|Publication Type||Journal Article|
|Year of Publication||2012|
|Authors||Robertson, KL, Mostaghim, A, Cuomo, CA, Soto, CM, Lebedev, N, Bailey, RF, Wang, Z|
|Keywords||Adaptation, Physiological, Antioxidants, Biological Transport, Carotenoids, Cell Cycle, DNA Repair, Dose-Response Relationship, Radiation, Exophiala, Gene Expression Profiling, Gene Expression Regulation, Fungal, Genes, Fungal, Melanins, Membrane Fluidity, Microbial Viability, Radiation, Ionizing, Reactive Oxygen Species, Reproducibility of Results, Reverse Transcriptase Polymerase Chain Reaction, Ribosomes, RNA, Messenger, Transcriptome, Up-Regulation, Water|
Observations of enhanced growth of melanized fungi under low-dose ionizing radiation in the laboratory and in the damaged Chernobyl nuclear reactor suggest they have adapted the ability to survive or even benefit from exposure to ionizing radiation. However, the cellular and molecular mechanism of fungal responses to such radiation remains poorly understood. Using the black yeast Wangiella dermatitidis as a model, we confirmed that ionizing radiation enhanced cell growth by increasing cell division and cell size.
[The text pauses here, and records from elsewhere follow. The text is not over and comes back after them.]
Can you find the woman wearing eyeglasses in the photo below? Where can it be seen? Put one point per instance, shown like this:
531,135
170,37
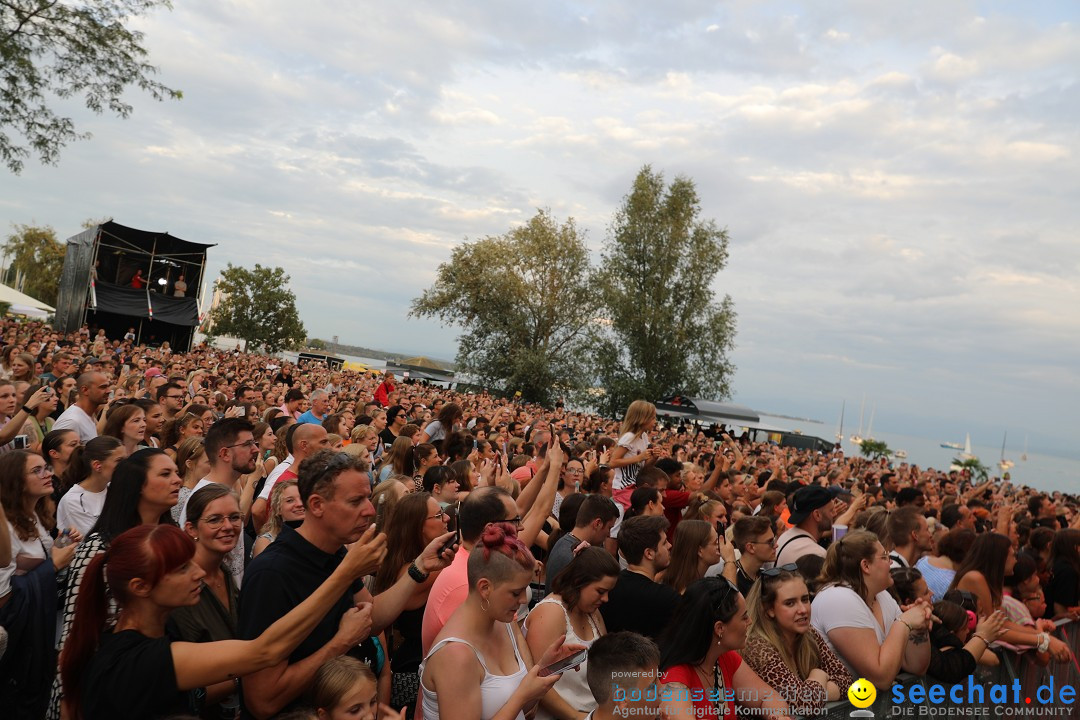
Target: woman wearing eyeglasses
859,617
215,525
416,520
28,584
143,490
783,648
702,671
Using RNA-seq technology, we compared the transcriptomic profiles of the wild type and the melanin-deficient wdpks1 mutant under irradiation and non-irradiation conditions. It was found that more than 3000 genes were differentially expressed when these two strains were constantly exposed to a low dose of ionizing radiation and that half were regulated at least two fold in either direction. Functional analysis indicated that many genes for amino acid and carbohydrate metabolism and cell cycle progression were down-regulated and that a number of antioxidant genes and genes affecting membrane fluidity were up-regulated in both irradiated strains. However, the expression of ribosomal biogenesis genes was significantly up-regulated in the irradiated wild-type strain but not in the irradiated wdpks1 mutant, implying that melanin might help to contribute radiation energy for protein translation. Furthermore, we demonstrated that long-term exposure to low doses of radiation significantly increased survivability of both the wild-type and the wdpks1 mutant, which was correlated with reduced levels of reactive oxygen species (ROS), increased production of carotenoid and induced expression of genes encoding translesion DNA synthesis. Our results represent the first functional genomic study of how melanized fungal cells respond to low dose ionizing radiation and provide clues for the identification of biological processes, molecular pathways and individual genes regulated by radiation.